Many SMSFs holding collectables or personal assets may be in breach of the Superannuation Industry (Supervision) (SIS) Act 1993 due to inadequate insurance cover, according to an industry insurance specialist.
Current legislation governing the inclusion of collectables or personal assets in an SMSF portfolio dictates any of these types of assets acquired after 1 July 2011 must have stand-alone insurance within seven days of purchase.
However, Self Super Insurance director John Kelly told selfmanagedsuper many trustees were relying on group insurance cover, a practice that was not compliant with the Australian Taxation Office (ATO) rules.
“How these policies work is that the seller of the asset, or it could be the place that is storing the asset, purchases an insurance policy to cover all of the assets under their control,” Kelly said.

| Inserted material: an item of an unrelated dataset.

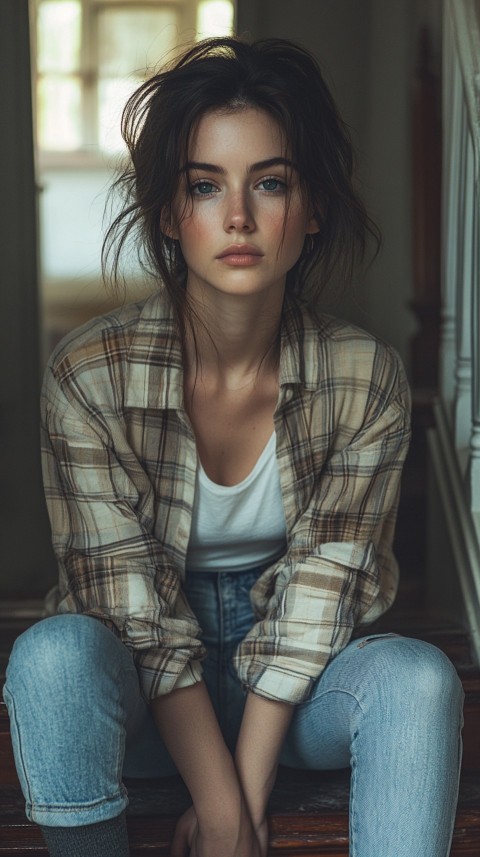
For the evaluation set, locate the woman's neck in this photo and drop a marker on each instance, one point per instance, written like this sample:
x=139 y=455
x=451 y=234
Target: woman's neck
x=233 y=338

Typically the seller or custodian of the asset would then charge the SMSF trustee an administration fee to cover a portion of the group insurance premium. The client would then also be provided with a certificate of insurance stipulating the SMSF is noted for the interest in a particular asset being insured.
“The problem with it is these group insurance policies don’t comply with the ATO laws. The ATO says, using a gallery as an example, if the gallery has an insurance policy you still must arrange your own insurance policy,” Kelly said.
“Where everyone gets confused is because the gallery or seller is issuing you with a document referencing the SMSF’s name, everyone in the chain believes that is evidence of stand-alone insurance.
“But it’s not stand-alone insurance. It’s just a document referencing the SMSF’s interest as part of the group policy.
“The danger of a group policy is that ultimately it is one limit to cover all of the assets. So if there is a huge loss somewhere else, it can actually erode the amount of cover that is purchased where the SMSF might have no cover at all. So the super fund has no guarantee it has access to the cover the trustee thinks it does.”
However, the onus of compliance sat with the SMSF trustees and not the sellers or custodians of the assets, he warned.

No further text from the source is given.